Wednesday, July 25, 2007

shes a fool for sunday afternoon pizzas

especially when they can be remade later that week as quick tasty lunches.

as i may have suggested sometime previously, a few of our friends have been coming over to our apartment on Sunday afternoons after church and we all eat together and just hang out. its really an awesome time. plus we have had anywhere from 7-14 people at a time. thats kind of crazy, but definitely quality fellowship time. plus this past weekend us girls got several pictures hung and random pieces of furniture put together as the majority here were boys. they had a pretty productive day, and we enjoyed the benefits.

while i was at home i watched a lot of the food network... along with a few other things but to suffice this topic, i watched a lot of cooking. well ms ina garten made this fun little get together for a few of her friends where they made their own personal pizzas... and grilled them. sounds pretty cool huh? well i thought it was pretty nifty, plus everyone got to make their own food! so we decided to do that this past weekend. yeah, definitely woke up early to make the dough... knead it out... set it out to rise while we were at church. i get back from church earlier than the other girls so i started on the dough when i got back... yeah, didnt work out so much. and i started freaking out. couldnt get it to agree with me that it was best to stay in a disc shape without being speckled with holes. i tried to make it understand that the pizza sauce wasn't found of holes in a crust and just didnt find that attractive... but alas, it wouldnt listen, and proceeded to instead stick to the wax paper i was using to separate them, no matter how much flour i used. finally accepting defeat, we made the decision to swing over to publix (grocery store) to buy some dough. this was very depressing. up until alex and i had this incredible idea of using.... tortilla wraps! so it was born, grilled pizzas using two tortilla wraps with cheese melted inside as the crust. and it was glorious. you simply must try it. i think you should also try just chilling for a few hours with a few friends after your sunday morning service. its quite medicinal.

i am also very proud to say that i now know how to operate all the machinery in the gym. the most amazing Bailey came over yesterday and gave me a tutorial. man im going to miss that girl when she leaves too soon to pursue life after an AU diploma.










Saturday, July 21, 2007

she may seem like a shy girl

but when you get to know her, she won't stop talking.

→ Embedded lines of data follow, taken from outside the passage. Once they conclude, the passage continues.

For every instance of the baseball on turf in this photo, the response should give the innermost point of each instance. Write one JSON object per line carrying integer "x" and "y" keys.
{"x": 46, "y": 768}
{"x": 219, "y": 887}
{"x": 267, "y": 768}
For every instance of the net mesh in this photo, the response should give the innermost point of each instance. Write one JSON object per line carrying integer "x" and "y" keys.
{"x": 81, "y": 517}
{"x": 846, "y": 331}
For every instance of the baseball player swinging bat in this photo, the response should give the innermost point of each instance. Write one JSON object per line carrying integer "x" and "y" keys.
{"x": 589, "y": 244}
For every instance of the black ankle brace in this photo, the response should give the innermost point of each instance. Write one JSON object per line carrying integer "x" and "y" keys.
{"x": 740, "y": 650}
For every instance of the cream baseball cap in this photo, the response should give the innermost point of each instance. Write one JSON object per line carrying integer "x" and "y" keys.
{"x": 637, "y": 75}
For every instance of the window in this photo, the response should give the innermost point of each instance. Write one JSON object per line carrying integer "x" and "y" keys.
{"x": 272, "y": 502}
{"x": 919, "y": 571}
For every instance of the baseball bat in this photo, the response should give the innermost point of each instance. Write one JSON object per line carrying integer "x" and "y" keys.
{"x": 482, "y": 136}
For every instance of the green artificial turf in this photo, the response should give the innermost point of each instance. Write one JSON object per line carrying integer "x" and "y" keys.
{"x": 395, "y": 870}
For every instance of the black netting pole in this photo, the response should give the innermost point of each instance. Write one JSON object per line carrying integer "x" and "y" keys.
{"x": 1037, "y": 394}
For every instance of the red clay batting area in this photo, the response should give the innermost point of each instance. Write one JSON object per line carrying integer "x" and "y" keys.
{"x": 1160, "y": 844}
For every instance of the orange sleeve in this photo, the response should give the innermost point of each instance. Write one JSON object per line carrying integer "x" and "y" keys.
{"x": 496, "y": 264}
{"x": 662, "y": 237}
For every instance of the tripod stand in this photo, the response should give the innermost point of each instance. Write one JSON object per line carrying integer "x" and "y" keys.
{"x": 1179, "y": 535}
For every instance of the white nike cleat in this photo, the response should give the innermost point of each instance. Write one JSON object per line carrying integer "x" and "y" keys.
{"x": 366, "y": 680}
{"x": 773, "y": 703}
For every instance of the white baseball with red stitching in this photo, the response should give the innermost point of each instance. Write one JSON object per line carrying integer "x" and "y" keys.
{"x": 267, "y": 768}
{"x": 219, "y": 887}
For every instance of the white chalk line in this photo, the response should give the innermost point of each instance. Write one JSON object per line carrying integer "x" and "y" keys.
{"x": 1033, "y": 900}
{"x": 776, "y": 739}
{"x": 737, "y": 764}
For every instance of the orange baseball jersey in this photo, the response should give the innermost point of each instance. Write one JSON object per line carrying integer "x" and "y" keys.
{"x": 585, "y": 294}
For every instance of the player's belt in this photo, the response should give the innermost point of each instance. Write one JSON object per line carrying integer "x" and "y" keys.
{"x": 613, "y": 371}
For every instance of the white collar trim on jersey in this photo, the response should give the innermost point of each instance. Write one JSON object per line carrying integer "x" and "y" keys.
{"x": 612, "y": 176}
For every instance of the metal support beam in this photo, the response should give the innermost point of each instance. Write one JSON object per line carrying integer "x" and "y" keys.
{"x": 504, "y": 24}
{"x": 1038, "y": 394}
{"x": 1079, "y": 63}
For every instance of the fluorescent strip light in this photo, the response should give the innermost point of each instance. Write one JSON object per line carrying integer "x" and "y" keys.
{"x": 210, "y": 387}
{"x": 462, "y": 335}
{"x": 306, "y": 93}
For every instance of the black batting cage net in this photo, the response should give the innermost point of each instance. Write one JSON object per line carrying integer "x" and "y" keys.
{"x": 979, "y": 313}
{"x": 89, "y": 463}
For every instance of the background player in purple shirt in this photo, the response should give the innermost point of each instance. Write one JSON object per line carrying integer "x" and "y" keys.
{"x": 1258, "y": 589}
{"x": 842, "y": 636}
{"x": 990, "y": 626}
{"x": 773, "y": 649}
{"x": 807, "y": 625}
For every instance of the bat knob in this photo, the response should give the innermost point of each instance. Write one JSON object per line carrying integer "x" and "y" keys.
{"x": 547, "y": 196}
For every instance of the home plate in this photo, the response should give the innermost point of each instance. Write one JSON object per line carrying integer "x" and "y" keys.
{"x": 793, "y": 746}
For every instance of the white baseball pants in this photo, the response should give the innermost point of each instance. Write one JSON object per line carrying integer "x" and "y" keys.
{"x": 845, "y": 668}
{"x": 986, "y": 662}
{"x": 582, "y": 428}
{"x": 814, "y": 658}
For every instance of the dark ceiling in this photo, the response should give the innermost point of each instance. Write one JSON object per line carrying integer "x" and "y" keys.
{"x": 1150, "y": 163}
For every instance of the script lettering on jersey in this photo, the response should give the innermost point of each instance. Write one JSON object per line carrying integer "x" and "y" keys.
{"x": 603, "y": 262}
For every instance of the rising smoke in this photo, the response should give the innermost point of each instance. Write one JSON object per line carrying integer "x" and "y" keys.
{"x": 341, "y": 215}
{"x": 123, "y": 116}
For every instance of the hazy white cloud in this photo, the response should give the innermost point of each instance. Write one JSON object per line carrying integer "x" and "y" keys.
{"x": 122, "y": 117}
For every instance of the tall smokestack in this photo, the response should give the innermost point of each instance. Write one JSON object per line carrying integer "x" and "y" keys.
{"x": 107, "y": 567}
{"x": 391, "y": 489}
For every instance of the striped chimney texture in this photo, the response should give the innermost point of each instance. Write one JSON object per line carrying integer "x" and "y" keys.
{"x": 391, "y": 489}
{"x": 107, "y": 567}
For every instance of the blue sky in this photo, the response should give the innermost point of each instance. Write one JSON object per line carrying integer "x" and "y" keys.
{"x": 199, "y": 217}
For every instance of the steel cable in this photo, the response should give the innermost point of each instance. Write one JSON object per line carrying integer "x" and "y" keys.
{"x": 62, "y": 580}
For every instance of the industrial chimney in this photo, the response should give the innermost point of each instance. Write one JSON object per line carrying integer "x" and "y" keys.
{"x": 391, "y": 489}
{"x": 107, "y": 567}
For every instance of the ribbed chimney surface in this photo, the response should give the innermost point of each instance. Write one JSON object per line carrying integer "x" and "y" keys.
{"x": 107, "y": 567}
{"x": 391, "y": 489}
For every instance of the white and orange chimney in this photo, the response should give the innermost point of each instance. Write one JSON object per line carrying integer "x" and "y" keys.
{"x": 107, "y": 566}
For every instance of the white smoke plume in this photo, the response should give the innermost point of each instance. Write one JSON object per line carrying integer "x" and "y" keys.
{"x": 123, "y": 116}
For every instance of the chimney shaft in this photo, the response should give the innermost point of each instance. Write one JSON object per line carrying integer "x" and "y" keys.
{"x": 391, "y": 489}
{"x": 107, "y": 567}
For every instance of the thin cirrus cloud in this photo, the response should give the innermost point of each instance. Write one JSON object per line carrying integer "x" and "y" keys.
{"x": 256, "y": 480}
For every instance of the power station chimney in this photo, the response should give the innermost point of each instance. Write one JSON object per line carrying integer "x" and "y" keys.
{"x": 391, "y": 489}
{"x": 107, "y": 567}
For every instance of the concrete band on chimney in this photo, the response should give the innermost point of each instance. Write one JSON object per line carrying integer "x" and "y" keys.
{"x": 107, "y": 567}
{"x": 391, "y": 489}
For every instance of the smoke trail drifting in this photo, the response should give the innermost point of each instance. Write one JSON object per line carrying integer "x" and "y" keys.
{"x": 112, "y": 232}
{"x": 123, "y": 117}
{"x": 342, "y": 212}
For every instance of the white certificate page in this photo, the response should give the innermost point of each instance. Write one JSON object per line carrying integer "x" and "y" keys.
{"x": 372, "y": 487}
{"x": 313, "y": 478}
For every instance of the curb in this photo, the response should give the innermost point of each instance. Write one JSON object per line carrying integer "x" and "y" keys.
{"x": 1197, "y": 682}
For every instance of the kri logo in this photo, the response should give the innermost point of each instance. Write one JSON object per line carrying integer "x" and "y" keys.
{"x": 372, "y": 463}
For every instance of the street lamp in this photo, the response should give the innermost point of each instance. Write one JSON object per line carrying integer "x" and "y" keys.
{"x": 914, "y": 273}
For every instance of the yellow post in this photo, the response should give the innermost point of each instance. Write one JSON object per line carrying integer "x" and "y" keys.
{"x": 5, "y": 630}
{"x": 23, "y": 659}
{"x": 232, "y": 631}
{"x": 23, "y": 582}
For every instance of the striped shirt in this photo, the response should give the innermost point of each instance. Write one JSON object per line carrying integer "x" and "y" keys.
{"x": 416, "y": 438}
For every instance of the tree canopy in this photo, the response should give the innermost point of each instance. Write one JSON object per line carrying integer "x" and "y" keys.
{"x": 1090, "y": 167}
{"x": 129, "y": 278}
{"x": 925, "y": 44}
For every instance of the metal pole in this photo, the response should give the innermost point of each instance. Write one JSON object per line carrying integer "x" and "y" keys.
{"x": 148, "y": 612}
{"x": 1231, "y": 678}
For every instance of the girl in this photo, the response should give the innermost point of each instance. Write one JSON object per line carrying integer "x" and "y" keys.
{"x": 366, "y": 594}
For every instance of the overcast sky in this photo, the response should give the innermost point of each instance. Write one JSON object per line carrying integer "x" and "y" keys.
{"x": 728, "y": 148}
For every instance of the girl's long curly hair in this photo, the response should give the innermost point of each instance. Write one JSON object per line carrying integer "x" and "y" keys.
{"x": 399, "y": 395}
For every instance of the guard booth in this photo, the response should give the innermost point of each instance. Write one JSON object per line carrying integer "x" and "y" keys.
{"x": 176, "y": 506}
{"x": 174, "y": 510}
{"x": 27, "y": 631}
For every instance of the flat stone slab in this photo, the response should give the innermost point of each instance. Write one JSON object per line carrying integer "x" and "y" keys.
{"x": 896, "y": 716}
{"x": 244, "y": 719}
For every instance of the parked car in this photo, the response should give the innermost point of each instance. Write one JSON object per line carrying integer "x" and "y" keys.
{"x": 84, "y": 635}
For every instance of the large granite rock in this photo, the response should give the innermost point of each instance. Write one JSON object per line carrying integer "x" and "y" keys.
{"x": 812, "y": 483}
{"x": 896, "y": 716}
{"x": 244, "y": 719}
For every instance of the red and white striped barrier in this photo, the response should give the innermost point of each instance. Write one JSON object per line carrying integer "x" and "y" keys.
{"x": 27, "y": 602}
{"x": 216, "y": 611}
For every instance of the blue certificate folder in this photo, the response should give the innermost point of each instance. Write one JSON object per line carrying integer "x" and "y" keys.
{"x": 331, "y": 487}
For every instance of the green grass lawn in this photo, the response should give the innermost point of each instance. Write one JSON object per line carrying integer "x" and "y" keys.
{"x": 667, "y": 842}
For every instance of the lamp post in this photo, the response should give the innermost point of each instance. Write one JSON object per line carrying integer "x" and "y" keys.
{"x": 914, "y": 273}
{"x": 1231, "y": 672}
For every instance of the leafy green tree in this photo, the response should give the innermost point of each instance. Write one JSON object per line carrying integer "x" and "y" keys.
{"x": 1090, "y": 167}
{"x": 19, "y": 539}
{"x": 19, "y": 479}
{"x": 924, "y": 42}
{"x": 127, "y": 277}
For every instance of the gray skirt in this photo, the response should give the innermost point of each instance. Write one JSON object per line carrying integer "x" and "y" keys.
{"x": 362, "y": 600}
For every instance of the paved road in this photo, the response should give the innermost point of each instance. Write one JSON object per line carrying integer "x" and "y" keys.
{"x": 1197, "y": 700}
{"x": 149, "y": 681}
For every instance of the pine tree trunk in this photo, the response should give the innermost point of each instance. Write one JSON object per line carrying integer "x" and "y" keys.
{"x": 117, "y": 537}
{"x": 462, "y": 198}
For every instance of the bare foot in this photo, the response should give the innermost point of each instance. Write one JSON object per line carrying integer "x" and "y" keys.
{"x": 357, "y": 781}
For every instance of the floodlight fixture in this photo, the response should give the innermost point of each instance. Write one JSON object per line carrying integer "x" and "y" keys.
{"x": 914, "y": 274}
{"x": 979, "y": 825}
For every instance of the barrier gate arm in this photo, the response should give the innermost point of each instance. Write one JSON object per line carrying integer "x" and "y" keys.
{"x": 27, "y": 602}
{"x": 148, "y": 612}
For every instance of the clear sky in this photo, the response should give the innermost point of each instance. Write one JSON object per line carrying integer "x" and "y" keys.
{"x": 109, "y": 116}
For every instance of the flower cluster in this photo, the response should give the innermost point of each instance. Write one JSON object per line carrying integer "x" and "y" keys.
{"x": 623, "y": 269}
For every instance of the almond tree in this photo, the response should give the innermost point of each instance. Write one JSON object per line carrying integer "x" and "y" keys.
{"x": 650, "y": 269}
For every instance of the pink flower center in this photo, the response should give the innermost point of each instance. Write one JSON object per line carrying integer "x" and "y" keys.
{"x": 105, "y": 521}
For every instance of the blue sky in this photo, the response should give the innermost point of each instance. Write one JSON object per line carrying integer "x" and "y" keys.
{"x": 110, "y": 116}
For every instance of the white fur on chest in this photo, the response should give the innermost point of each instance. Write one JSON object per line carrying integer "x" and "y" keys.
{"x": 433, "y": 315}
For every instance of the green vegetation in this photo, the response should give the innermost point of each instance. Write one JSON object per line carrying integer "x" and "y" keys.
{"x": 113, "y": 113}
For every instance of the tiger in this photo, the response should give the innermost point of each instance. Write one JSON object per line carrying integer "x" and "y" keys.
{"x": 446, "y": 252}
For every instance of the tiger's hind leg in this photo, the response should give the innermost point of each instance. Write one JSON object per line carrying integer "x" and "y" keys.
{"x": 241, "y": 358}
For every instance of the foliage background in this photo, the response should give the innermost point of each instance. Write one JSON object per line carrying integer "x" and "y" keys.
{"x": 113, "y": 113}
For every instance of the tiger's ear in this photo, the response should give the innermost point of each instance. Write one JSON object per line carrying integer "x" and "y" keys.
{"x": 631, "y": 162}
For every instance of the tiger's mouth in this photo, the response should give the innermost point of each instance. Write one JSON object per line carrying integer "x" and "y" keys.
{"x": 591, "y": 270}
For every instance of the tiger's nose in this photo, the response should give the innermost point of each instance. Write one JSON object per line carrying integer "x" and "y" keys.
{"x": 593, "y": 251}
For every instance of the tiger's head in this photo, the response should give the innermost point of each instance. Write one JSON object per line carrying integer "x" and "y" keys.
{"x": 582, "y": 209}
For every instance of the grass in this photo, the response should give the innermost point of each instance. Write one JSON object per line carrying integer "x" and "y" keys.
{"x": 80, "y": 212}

this week has been so wonderful. all my roommates are here for the week, plus one more. Rachel came down for a visit and Megan, a friend of hers came as well. we had a lot of fun. Jerusha and Karrie are already here so we are living together for the first time for a few days and its been very heart warming. i love these girls so much, its amazing how God brings people together and works things out. Alas though, Rachel will soon be going back to Rock Hill for a while and Jerusha had to go and leave yesterday for Africa... she's going to visit her brother and go camping all over this island for "a couple sundays with a couple more days thrown in". She will be missed.
Yesterday Rachel, Megan, and I took Jerusha to the airport in Charlotte. Of course Karrie was there in spirit.


we rock. you know it.











These are the times, these are the times.

And the times... they are a changin.

Plus, the four of us (sadly minus Rachel because of student teaching) are starting to plan an amazing Spring Break trip. I can't give out any details yet until we ourselves know a little more.. but lets just say it involves a plane ticket and a roughing it backpacking attitude. As you can imagine... I am excited beyond belief at the thought of the possibility.